We have put forward (J. Am. Chem. Soc. 2004, 126, 13900. DOI: 10.1021/ja045849k) an alternative approach to the enantioselective construction of cyclic quaternary centers. Addition of phenylacetylene to cyclopentanone followed by dehydration and Shi epoxidation gave the epoxide 10. Opening of the epoxide with allylmagnesium chloride proceeded with inversion, to give 11. The alcohol 11 can also be carried on to bicyclic products, exemplified by the sulfone 12.

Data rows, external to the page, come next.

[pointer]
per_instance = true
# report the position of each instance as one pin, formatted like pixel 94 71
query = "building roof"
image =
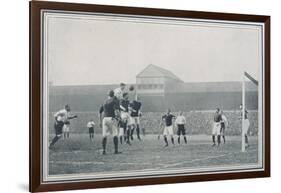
pixel 208 87
pixel 156 71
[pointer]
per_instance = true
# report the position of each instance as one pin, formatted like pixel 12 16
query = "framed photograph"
pixel 123 96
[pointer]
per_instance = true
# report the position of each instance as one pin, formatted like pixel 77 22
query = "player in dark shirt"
pixel 125 117
pixel 246 125
pixel 109 116
pixel 216 127
pixel 167 119
pixel 124 126
pixel 135 107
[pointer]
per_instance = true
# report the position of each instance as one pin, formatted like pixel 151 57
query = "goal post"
pixel 249 101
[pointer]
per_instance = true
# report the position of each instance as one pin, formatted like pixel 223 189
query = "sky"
pixel 84 50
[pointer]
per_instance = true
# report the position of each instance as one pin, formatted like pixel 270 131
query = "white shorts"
pixel 65 128
pixel 216 128
pixel 109 125
pixel 168 130
pixel 135 120
pixel 125 116
pixel 246 127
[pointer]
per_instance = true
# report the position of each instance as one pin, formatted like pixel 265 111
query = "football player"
pixel 61 117
pixel 180 122
pixel 224 124
pixel 118 92
pixel 216 127
pixel 168 126
pixel 125 116
pixel 135 116
pixel 245 129
pixel 91 127
pixel 109 116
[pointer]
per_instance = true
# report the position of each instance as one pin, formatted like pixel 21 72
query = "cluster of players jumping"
pixel 120 115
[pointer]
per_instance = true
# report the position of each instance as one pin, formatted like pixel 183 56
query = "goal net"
pixel 249 108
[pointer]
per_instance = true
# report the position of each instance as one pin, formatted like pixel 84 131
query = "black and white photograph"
pixel 128 96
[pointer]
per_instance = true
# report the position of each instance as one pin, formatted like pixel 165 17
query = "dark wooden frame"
pixel 35 107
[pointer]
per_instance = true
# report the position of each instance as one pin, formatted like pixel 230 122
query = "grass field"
pixel 79 155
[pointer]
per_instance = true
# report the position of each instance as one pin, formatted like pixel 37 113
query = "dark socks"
pixel 115 142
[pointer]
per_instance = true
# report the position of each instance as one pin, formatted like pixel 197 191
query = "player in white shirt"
pixel 180 122
pixel 118 92
pixel 246 127
pixel 224 124
pixel 91 126
pixel 62 117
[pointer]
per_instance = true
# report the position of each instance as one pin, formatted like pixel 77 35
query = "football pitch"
pixel 80 155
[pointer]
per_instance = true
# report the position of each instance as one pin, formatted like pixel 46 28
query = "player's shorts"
pixel 125 116
pixel 65 128
pixel 91 129
pixel 222 129
pixel 109 125
pixel 135 120
pixel 216 128
pixel 181 130
pixel 58 127
pixel 168 130
pixel 246 126
pixel 121 131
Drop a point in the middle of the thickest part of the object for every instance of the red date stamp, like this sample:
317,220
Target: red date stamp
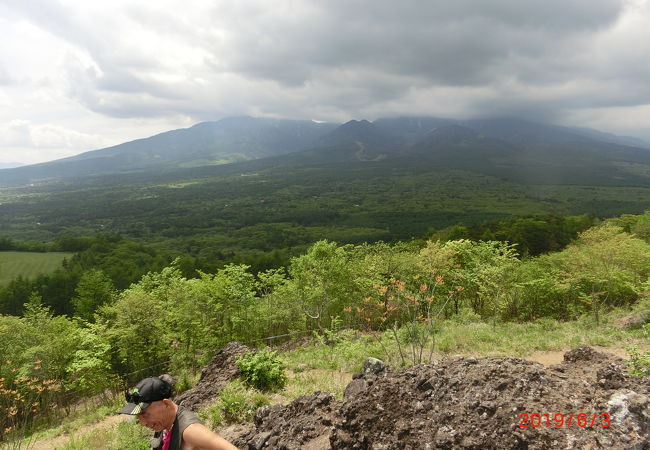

The power of asymmetric transformation of a preformed ring is further illustrated by the synthesis of (+)-allocyathin B₂ (15) reported (Org. Lett. 2004, 6, 4897. DOI: 10.1021/ol048010i) by Masahisa Nakada of Waseda University, Tokyo. This bird nest fungi diterpene was assembled by convergent coupling of enantiomerically-pure 13 with enantiomerically-pure 14. The cyclohexane 14 was derived from the prochiral cyclohexane-1,3-dione 16. The cyclic quaternary stereogenic center was established by yeast reduction of 16 followed by diastereoselective reduction of the resulting hydroxy ketone, to give the diol 17. The two alcohols of 17 were differentiated by selective acetonide formation, giving 18. The chiral cyclopentane 13 was prepared by enantioselective intramolecular cyclopropanation.